Organoid maintenance
Passaging was performed as described previously^25^. Briefly, Cultrex-embedded organoids were harvested by scraping the ECM drops off the plate with a pipette tip. Organoids were collected and centrifuged at 500 × g for 5 min at 4 °C, washed with cold Advanced DMEM/F12. Cells were dissociated by enzymatic digestion with TrypLE Express for 5 min at 37 °C and then mechanically disrupted by forcing the suspension through an 18 G needle. After another washing step, the organoid cells were resuspended in Advanced DMEM/F12 and mixed with Cultrex in a 3:7 ratio. Drops were seeded and hardened as described for the organoid isolation. Wnt surrogate-containing growth medium was added, and organoids were incubated at 38.5 °C. Medium was exchanged every 2–3 days. The passaging interval was 5–7 days.
Differentiation of 3D organoids
For the differentiation of 3D organoids, the growth medium of 5-day-old cultures was replaced by Wnt-3a-free differentiation medium (based on ERN medium described in ref. ^15^, consisting of 5% R-Spondin 1-CM, 5% Noggin-CM, 1 mM HEPES, 2 mM stable glutamine, 1×P/S, 1×N2, 1×NCS21, 2.5 µg/ml biotin, 1 mM N-acetyl-L-cysteine, 50 ng/ml human rec.

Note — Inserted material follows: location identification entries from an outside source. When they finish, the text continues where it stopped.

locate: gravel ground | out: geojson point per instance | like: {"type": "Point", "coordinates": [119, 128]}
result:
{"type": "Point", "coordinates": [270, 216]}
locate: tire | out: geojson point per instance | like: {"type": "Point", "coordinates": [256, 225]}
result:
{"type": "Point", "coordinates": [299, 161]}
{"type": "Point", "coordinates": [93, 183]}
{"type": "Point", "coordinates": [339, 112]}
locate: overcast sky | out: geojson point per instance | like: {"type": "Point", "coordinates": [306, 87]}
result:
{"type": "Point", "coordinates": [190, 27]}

EGF, 50 ng/ml mouse rec. EGF and 10 µM Y-27632 in Advanced DMEM/F12). Organoids were kept in differentiation medium for 5 days. Cultures kept in growth medium served as a control.

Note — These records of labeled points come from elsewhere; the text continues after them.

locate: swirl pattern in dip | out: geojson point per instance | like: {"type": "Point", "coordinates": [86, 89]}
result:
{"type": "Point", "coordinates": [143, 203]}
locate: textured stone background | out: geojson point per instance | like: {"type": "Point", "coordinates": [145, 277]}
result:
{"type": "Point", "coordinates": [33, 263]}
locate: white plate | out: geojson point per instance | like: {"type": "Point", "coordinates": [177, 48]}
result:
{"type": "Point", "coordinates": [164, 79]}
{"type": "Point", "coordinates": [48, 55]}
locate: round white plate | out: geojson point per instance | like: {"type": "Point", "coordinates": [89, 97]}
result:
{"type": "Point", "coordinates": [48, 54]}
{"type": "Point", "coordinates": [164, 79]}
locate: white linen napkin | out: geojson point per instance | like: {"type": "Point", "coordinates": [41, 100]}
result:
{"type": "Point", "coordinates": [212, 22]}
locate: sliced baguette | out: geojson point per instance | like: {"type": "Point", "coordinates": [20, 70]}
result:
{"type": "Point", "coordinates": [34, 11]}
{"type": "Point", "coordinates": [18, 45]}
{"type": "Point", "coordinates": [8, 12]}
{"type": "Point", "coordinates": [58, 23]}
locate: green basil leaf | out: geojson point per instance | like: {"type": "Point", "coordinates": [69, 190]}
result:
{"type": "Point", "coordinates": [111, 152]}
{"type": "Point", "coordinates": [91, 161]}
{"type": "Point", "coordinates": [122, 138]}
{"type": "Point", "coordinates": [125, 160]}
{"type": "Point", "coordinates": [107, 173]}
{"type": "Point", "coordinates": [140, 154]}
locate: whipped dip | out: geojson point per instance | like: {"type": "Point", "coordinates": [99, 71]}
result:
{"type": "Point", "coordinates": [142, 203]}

Organoid cryopreservation and thawing
Organoids from 4 to 6 wells were harvested as described above, but after the first centrifugation step, the pellet was resuspended in 1 ml freezing medium (10% DMSO and 10% fatty acid-free BSA (Sigma) in Advanced DMEM/F12) and transferred to cryovials. Vials were placed into a freezing container (CoolCell LX) that was transferred to −70 °C. After 24 h, cryovials were transferred to liquid nitrogen for long-term storage. To thaw cryopreserved organoids, the cryovials were quickly placed in a 37 °C water bath. The thawed vial content was immediately transferred to a centrifuge tube with 9 ml Advanced DMEM/F12. After centrifugation at 500 × g for 5 min at 4 °C, the pellet was resuspended in Advanced DMEM/F12, mixed with Cultrex 1:1. Seeding and subsequent cultivation was performed as described above.

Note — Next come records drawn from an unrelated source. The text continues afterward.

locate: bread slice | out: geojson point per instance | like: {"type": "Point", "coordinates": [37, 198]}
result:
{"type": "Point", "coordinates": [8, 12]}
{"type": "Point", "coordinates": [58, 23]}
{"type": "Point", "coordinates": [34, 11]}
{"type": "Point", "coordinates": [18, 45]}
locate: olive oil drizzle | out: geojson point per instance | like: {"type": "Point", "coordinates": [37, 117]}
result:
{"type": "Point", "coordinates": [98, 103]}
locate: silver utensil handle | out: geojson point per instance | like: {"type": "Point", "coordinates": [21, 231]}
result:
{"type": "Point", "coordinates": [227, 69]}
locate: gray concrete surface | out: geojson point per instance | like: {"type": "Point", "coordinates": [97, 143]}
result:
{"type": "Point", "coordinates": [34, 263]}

Establishment of organoid-derived monolayers (ODMs) on cell culture inserts
ODMs were created as described in ref. ^25^. Briefly, 0.6 cm^2^ polycarbonate cell culture filter inserts with 0.4 µm pore size (MilliCell) were placed in cell culture plates and pre-coated with 150 µl Cultrex (1:20 in Advanced DMEM/F12). After an incubation step at 4 °C for 3 h or overnight, the Cultrex mix was removed, and filters were incubated at 37 °C for 30 min. Organoids were harvested, and single cells were prepared as described above. The obtained cells were resuspended in ODM seeding medium (same as organoid growth medium (Table S1) but without A83-01 and SB-431542) and seeded into the filter insert. The cultures were kept at 38.5 °C. The next day and the day after, the medium was replaced with regular ODM medium (same as ODM seeding medium but without Wnt surrogate and Y-27632). After that, the medium was replaced every 2–3 days.
Transepithelial electrical resistance (TEER) measurements
TEER was measured to determine the formation of electrophysiological tight ODMs. Well plates with cell culture inserts were placed on a heating block set to 38.5 °C, and TEER was measured using a Millicell ERS-2 Voltohmmeter (Merck Millipore) with an Ag/AgCl chopstick electrode (STX01). TEER values were normalized to blank resistance (cell culture insert with no cells) and 1 cm^2^ surface area.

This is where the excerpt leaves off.